Many National League teams will probably platoon the role. For bad defensive players (Schwarber), aging hitters (Kendrick, Braun), or talented but often injured players without a clear defensive position (Senzel) there will be at-bats to gain. Talented young players like Smith should be given an opportunity to win the job outright but are always subject to a platoon. In the case of McCutchen, he’s coming off a knee injury and the designated hitter allows him to rest his knee on occasion by limiting his defensive assignments.
Does the addition of the NL DH aid players who often make a trip to the DL at least once a year, like Justin Turner? Perhaps, but I’m not sure how much there is to gain in that regard over a 60-game sprint as opposed to a 162-game marathon.
--- And again speaking of pitching plans, pay close attention to how aggressive teams will be with their young prospects. Will Oakland immediately insert Jesus Luzardo, AJ Puk or both into their rotation and leave them there the entire season? The Padres are in win-now mode… what does that mean for MacKenzie Gore? Can Nate Pearson pitch his way immediately into Toronto’s rotation?
Based on a recent interview Jeff Passan did with a Toronto outlet, the Blue Jays could hold Pearson back for seven days and gain an extra year of control. On one hand, seven days isn’t long. On the other, that could be at least 10% of the season. Regardless, if a pitcher with the talent level of Pearson or Gore misses just one start, there’s major upside available.

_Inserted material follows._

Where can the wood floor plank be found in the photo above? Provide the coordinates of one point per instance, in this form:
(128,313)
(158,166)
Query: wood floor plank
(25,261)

--- In terms of strategy, I think – emphasis on ‘I think’ – right now I’ll downgrade the likelihood I’ll select starting pitchers early in drafts. While hitters can more reasonably pick up where they left off, pitchers are being asked to do something they’ve never done before – ramp back up during another Spring Training after ramping up in a Spring Training three months ago. Plus, as mentioned above, now all clubs could be more likely to operate with a quicker call to the bullpen, and National League pitchers no longer have the benefit of facing the opposing pitcher in the lineup.
Assessing pitcher risk isn’t impossible; past history is the best indicator of future results. While 60 games instead of 162 likely decreases the risk of wear-and-tear occurred over an entire season, a starting pitcher missing a couple weeks with a muscle injury suddenly misses at least 20% of his season starts if not more. Yes, this is applicable to hitters as well, but we know pitchers are more likely to endure significant injuries.
--- In Razzball.com’s latest Steamer/Razzball projections, there are 10 players projected to steal 10 bags or more. There are 66 players projected to hit 10 or more homers. However, it doesn’t appear the overall ranks projections changed significantly – or even at all – among the established top players.
--- Where you’ll likely find some change in rankings is among top prospects who were knocking on MLB’s door and some short AAA seasoning away from making the jump. For example, I’ll be paying close attention to teams like the White Sox. Nick Madrigal was the subject of some recent comments from GM Rick Hahn and sounds like a top prospect capable of playing his way into the big club’s lineup immediately. Obviously, any bat that can give you speed and batting average with upside is attractive in the late rounds.
--- In drafts, I’ll be taking the approach of looking ahead to the initial schedule and drafting for early matchups in the final rounds. Why? This is a sprint and a week wasted can be the difference between first and second. Instead of drafting somewhat for the potential future long-term value, I’ll be drafting with the intention of cycling through the bottom of my hitting and pitching roster routinely in order to build counting stats and help ratios.